Hepatocellular carcinoma (HCC) is the third-leading cause of
cancer-related deaths with 750,000 newly diagnosed cases each year. Surgery,
radiotherapy, and
chemotherapy constitute the main treatment modalities for HCC, but
liver cirrhosis and damage often occur. Molecular targeted drugs have been recently developed to treat HCC.
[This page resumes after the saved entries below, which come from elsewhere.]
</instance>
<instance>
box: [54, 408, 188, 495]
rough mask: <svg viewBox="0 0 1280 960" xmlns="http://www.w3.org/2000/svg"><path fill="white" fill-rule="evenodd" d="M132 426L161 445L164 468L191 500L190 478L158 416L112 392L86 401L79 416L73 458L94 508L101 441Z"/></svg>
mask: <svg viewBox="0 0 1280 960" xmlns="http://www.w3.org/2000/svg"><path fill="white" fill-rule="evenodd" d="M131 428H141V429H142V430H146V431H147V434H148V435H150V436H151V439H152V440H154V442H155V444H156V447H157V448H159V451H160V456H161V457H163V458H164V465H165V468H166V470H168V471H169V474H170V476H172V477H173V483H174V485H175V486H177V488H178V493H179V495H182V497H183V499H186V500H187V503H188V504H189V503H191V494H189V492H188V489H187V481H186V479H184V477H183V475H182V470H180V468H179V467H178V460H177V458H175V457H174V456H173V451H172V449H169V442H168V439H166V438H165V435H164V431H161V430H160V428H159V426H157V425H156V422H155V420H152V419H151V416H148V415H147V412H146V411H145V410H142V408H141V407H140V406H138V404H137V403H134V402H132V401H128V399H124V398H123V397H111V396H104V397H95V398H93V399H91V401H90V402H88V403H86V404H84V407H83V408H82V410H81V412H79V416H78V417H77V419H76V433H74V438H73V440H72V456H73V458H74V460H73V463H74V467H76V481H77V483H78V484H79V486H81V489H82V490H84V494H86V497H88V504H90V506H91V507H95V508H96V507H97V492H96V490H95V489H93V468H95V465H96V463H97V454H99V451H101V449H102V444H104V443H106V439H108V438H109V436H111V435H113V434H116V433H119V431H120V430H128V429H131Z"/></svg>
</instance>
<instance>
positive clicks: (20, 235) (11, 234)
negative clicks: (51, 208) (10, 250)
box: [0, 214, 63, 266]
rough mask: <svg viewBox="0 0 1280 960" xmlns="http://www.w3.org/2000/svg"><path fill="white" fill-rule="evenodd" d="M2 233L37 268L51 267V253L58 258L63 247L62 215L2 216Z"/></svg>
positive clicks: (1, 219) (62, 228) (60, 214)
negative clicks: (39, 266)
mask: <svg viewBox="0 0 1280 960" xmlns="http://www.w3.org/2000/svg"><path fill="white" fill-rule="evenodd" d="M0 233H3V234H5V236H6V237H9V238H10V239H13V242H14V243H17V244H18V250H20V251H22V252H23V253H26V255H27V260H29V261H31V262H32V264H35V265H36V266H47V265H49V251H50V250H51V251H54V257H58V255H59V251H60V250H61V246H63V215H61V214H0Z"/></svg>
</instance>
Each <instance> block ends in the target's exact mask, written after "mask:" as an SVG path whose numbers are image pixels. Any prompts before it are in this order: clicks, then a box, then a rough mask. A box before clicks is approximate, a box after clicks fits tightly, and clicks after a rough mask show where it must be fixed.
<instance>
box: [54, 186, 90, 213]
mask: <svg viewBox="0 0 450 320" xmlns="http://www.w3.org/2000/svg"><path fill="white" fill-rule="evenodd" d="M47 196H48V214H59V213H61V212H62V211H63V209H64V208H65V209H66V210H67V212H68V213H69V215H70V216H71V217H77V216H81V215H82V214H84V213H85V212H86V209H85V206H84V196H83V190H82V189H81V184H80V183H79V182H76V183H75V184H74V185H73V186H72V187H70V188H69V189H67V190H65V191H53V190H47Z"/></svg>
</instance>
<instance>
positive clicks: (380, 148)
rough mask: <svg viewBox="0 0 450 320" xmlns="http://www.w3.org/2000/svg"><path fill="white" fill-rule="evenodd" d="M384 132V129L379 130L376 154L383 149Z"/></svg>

Vascular endothelial growth factor (
VEGF)/
VEGF receptor (VEGFR) autocrine signaling is closely related to the growth, progression, and
metastasis of HCC, making the
VEGF/VEGFR axis an ideal target for the development of molecular targeted agents. Here, we report the effects of the novel anti-
VEGF humanized
monoclonal antibody BD0801 on the growth of HCC cells in vitro and in vivo as well as the underlying mechanisms. BD0801 significantly inhibited the proliferation of HepG2, SMMC-7721, and Bel7402 cells in vitro, accompanied with an induction of apoptosis and cell cycle arrest at the G1 phase. BD0801 potently suppressed AKT, Erk1/2, and
retinoblastoma (Rb) phosphorylation, while increasing p21 and decreasing
cyclin D1 protein levels. BD0801 significantly inhibited growth in mouse
tumor xenografts and induced cell apoptosis of HepG2 and SMMC-7721
tumor xenografts. Furthermore, BD0801 effectively reduced the vascular density and
tumor tissue microvessel density (MVD). Similarly, BD0801 decreased AKT, Erk1/2, and Rb phosphorylation and
cyclin D1 expression whereas it increased p21
protein expression in mouse HCC
tumor xenografts. Importantly, BD0801 showed a better effect than
Bevacizumab (Bev) on the inhibition of cell growth and induction of apoptosis in HCC cells in vitro and in vivo. These findings suggest that BD0801 is a potent anti-
VEGF monoclonal antibody for the treatment of HCC.